From the DARPA press release:
VRC teams were evaluated based on task completion and effective operator control of the robots in five simulated runs for each of three tasks (15 total timed runs) that addressed robot perception, manipulation and locomotion. The tasks included: entering, driving and exiting a utility vehicle; walking across muddy, uneven and rubble-strewn terrain; and attaching a hose connector to a spigot, then turning a nearby valve. To simulate communications limitations in a disaster zone, the VRC imposed a round trip latency of 500 milliseconds on data transmission, and varied the total number of communications bits available in each run, from a high of 900 megabits down to 60 megabits.
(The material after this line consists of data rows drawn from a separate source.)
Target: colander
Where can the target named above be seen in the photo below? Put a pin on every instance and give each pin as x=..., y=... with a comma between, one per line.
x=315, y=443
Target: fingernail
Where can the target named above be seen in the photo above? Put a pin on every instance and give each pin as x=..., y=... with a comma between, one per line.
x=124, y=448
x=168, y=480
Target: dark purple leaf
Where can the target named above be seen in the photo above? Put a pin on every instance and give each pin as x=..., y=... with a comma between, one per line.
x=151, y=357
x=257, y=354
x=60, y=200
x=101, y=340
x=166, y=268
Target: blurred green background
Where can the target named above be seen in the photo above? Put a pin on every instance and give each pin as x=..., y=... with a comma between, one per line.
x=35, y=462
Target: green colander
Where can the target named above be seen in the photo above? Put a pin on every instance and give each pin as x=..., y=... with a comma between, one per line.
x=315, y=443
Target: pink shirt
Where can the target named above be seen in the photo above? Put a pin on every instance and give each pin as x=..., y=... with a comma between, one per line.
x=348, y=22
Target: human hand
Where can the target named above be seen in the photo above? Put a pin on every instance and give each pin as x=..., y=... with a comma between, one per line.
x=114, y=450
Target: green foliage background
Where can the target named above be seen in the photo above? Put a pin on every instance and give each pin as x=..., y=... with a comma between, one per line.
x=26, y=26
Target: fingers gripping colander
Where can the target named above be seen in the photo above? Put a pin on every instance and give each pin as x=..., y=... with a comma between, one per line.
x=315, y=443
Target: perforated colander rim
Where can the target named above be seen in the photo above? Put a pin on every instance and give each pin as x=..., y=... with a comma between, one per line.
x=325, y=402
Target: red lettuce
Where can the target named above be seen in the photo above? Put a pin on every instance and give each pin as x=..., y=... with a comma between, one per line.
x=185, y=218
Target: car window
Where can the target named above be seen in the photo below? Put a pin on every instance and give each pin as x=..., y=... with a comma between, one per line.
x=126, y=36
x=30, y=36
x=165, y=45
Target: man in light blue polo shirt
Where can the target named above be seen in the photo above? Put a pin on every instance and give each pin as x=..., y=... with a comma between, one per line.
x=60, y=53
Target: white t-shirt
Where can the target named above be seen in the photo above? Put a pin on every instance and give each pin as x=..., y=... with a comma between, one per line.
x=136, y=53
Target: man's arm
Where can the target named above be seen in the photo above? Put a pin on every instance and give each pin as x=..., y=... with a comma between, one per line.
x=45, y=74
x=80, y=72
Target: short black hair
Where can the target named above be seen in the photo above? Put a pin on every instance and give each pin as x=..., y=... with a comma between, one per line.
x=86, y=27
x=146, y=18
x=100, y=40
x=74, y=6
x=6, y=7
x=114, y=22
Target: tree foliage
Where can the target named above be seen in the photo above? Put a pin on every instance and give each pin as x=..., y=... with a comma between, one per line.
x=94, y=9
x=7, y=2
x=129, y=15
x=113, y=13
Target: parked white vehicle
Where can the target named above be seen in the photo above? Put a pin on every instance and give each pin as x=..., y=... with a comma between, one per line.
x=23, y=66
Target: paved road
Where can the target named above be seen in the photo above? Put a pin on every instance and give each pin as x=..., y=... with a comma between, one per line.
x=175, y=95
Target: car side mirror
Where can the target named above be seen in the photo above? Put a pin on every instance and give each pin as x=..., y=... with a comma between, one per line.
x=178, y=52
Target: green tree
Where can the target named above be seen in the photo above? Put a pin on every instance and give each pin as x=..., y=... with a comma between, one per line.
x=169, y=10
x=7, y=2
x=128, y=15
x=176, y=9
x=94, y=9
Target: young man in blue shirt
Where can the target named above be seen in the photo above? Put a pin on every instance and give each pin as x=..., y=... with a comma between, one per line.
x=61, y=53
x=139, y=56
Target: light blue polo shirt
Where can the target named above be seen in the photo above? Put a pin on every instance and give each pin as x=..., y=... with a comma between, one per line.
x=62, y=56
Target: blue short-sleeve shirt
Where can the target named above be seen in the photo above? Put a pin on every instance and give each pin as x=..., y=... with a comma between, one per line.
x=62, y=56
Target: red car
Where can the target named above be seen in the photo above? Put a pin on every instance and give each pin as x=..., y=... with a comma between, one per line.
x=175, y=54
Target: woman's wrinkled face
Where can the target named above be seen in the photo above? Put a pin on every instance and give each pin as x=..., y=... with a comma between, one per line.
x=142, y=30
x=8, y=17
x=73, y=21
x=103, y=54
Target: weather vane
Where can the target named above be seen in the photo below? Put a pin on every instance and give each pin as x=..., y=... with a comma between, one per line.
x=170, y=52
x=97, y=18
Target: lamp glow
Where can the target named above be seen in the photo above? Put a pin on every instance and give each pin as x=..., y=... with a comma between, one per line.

To conduct the VRC, DARPA funded the Open Source Robotics Foundation to develop a cloud-based simulator that calculates and displays the physical and sensory behaviors of robots in a three- dimensional virtual space, in real time. The simulator allowed teams to send commands and receive data over the Internet to and from a simulated ATLAS robot—information very similar to what would be sent between a physical robot and its operator in the real world.
“The VRC and the DARPA Simulator allowed us to open the field for the DARPA Robotics Challenge beyond hardware to include experts in robotic software. Integrating both skill sets is vital to the long- term feasibility of robots for disaster response,” said Gill Pratt, DRC program manager. “The Virtual Robotics Challenge itself was also a great technical accomplishment, as we have now tested and provided an open-source simulation platform that has the potential to catalyze the robotics and electro- mechanical systems industries by lowering costs to create low-volume, highly complex systems.”